Contra a interpretação
“O nosso é um tempo em que todo conhecimento intelectual, ou artístico, ou moral, é absorvido por um abraço predatório da consciência: a historicização. Todo ato ou afirmação pode ser considerado como um “desenvolvimento” necessariamente transitório ou, num nível menor, pode ser menosprezado como mero “modismo”.
A mente humana possui agora, quase como uma segunda natureza, uma perspectiva de suas próprias realizações que fatalmente mina seu valor e sua reivindicação à verdade. Por mais de um século, essa perspectiva historicizante tem estado no centro de nossa capacidade para entender.

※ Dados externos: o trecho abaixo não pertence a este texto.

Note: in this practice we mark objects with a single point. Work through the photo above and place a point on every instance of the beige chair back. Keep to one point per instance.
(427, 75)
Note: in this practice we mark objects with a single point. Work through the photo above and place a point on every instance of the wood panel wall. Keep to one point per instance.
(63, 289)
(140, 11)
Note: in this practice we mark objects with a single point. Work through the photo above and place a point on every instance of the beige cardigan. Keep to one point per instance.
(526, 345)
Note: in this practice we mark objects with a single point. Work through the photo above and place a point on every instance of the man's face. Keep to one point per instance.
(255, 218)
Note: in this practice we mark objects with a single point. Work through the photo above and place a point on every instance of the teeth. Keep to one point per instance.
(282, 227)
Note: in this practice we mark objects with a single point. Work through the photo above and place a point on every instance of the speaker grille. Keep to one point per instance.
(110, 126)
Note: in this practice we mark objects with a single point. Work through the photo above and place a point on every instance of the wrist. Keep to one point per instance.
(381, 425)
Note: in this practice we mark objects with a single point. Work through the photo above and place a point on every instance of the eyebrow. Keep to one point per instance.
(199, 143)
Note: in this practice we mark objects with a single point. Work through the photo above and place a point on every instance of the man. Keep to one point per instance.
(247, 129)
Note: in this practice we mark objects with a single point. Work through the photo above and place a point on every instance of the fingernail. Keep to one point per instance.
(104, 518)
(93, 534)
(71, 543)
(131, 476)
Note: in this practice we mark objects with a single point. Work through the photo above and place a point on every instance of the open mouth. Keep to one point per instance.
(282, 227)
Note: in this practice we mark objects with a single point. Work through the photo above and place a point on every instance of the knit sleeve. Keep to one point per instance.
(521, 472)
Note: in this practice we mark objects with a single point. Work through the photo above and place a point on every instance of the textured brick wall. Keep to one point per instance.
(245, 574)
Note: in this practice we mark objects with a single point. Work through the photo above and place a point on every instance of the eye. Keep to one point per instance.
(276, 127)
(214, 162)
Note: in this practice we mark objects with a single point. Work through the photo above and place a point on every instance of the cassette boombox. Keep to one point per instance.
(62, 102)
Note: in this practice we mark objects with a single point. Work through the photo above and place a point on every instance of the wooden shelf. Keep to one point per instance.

Talvez o que no início fosse um tique de consciência é agora um gesto gigantesco e incontrolável, o gesto por meio do qual o homem infatigavelmente patrocina a si próprio. “
Susan Sontag
A forma como cheguei a este livro de Susan Sontag é um contra-senso, conheço a crítica da escritora da nossa autofagia fotográfica que confunde a realidade com as miragens imagéticas. Eu sinto um certo constrangimento porque foi na pesquisa sobre os sonhos na página do Instagram do Festival Cria: sonhários, que descobri um vídeo da filósofa se declarando uma sonhadora.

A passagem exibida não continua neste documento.